La tecnica, di grande efficacia espressiva, che usa Molina consiste nell’uso del Lapis Carisma e Prismacolor su cartoncino bianco Fabriano. Questa tecnica gli consente di creare una grande tensione cromatica nel chiaroscuro e contemporaneamente di far trasparire con nettezza la differenza sostanziale di cui è costituita la figura rappresentata. C’è una malinconia incresciosa nella sua opera, qualcosa che ci fa avere una grande compassione dell’essere umano dal cui paesaggio la grazia sembra essere assente.

Note Biografiche
José Molina nasce a Madrid nel luglio del 1965. All’età di undici anni ha inizio la sua formazione in diverse scuole d’arte, dove, per più di dieci anni, studia disegno e pittura. A diciotto anni inizia a lavorare in pubblicità e nel frattempo completa i suoi studi all’Università di Belle Arti di Madrid. Estende poi la sua esperienza professionale ai campi dell’illustrazione, televisione, cartoni animati, e al settore multimediale. A trentacinque anni decide di tornare alle sue radici e di dedicarsi totalmente alla pittura.
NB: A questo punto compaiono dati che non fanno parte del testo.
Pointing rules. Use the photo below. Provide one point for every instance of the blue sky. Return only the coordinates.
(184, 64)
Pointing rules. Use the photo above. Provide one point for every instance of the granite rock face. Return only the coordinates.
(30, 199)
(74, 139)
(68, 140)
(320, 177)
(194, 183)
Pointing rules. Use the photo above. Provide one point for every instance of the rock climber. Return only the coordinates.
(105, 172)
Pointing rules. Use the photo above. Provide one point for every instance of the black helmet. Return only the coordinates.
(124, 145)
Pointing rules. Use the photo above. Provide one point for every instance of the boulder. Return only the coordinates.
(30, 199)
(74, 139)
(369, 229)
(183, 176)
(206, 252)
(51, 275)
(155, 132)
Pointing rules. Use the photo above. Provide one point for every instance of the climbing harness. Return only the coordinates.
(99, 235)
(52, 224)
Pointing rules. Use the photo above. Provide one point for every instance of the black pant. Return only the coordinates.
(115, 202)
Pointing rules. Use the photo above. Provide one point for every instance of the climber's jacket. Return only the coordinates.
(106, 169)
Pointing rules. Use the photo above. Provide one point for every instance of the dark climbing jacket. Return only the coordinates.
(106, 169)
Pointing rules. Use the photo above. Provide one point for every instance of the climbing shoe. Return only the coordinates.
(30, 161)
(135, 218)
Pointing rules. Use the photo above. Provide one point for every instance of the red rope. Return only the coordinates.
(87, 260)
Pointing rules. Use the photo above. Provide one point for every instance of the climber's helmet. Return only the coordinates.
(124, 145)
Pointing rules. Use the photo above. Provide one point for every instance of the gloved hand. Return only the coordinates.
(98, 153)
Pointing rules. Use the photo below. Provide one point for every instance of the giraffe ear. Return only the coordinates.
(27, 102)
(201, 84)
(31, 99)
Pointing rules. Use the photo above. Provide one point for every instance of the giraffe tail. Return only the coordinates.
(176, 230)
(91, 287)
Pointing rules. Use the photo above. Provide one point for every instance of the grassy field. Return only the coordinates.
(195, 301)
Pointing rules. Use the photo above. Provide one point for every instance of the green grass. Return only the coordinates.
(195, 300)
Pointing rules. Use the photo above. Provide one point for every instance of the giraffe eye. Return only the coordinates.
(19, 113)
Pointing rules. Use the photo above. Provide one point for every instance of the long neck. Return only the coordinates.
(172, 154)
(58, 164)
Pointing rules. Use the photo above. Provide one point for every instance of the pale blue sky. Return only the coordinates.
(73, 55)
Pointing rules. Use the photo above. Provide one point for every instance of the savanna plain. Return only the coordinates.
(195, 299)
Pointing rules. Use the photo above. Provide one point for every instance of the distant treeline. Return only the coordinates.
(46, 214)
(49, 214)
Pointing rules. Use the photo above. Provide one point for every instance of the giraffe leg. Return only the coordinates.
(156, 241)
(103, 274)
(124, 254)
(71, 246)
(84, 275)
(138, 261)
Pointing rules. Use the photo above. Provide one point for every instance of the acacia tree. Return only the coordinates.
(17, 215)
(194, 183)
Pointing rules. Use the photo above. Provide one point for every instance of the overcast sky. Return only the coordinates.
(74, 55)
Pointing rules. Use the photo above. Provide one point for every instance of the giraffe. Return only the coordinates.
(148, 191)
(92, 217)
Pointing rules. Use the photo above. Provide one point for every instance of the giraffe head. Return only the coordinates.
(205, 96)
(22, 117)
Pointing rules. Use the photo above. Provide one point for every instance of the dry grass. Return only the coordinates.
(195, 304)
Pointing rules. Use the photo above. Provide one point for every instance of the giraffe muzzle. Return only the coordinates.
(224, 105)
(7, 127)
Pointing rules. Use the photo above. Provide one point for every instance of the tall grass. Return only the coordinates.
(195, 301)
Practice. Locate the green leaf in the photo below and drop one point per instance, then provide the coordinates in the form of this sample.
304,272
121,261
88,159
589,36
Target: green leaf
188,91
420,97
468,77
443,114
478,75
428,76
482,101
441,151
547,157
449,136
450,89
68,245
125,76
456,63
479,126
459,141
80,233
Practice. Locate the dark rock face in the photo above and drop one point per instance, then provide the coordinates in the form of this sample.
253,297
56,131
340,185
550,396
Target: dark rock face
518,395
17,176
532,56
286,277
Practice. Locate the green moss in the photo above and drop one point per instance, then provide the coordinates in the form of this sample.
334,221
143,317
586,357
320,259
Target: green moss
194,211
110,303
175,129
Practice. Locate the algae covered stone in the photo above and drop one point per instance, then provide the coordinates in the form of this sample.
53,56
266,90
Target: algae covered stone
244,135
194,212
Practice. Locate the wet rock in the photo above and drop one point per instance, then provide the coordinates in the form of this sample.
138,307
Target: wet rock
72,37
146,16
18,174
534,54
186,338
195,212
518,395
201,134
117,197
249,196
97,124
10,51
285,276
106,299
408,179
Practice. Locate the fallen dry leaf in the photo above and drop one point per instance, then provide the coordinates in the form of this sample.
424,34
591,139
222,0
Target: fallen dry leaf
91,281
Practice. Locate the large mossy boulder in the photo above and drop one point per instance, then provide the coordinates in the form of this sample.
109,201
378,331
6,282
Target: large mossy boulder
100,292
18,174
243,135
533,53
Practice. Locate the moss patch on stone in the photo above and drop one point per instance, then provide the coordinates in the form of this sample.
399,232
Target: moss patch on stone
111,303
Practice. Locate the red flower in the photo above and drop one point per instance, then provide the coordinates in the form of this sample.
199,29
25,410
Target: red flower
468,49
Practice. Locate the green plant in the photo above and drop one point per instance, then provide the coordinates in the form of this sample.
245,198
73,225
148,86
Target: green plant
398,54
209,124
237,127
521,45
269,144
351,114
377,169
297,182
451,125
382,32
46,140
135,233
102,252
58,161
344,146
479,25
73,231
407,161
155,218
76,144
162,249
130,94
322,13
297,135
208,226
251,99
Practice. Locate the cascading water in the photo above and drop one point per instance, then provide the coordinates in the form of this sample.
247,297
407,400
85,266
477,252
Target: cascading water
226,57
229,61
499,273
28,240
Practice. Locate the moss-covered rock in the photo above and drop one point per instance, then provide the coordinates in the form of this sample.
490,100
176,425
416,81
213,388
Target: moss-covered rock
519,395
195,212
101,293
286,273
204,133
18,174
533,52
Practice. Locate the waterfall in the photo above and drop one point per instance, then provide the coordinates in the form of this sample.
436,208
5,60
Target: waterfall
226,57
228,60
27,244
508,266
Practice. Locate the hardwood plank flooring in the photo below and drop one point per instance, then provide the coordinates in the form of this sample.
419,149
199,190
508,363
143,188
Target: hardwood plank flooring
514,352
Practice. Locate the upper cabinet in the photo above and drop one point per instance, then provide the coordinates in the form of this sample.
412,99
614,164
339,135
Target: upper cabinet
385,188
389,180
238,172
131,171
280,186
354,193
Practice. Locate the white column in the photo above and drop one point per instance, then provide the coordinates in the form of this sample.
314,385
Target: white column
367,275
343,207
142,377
Espone per la prima volta nel 2004 in Italia con “Morir para Vivir” presso la Galleria Rubin di Milano. Inizia con questo lavoro un’instancabile esplorazione dell’artista di mondi interiori che portera’ alla luce anche nella successiva collezione “Predatores” , che vive una ricca stagione espositiva tra cui a Milano una personale presso il Museo della Scienza a cura di Vittorio Sgarbi. Nel 2010 espone “Cosas Humanas” alla Fondazione Mudima. Nel 2011 pubblica “Sentimentos”, edito dalla casa editrice Logos. Il libro raccoglie oltre alle opere piu’ recenti i primi disegni che rappresentano una sorta di atlante psicologico dell’essere umano. I suoi due ultimi progetti “Los Olvidados” e “AlmaMujer”, molto diversi tra loro per tecnica e contenuti, hanno come unico filo conduttore, la presa di coscienza da parte dell’artista che siamo di fronte ad un importante passaggio evolutivo e che la crisi ne e’ un segnale.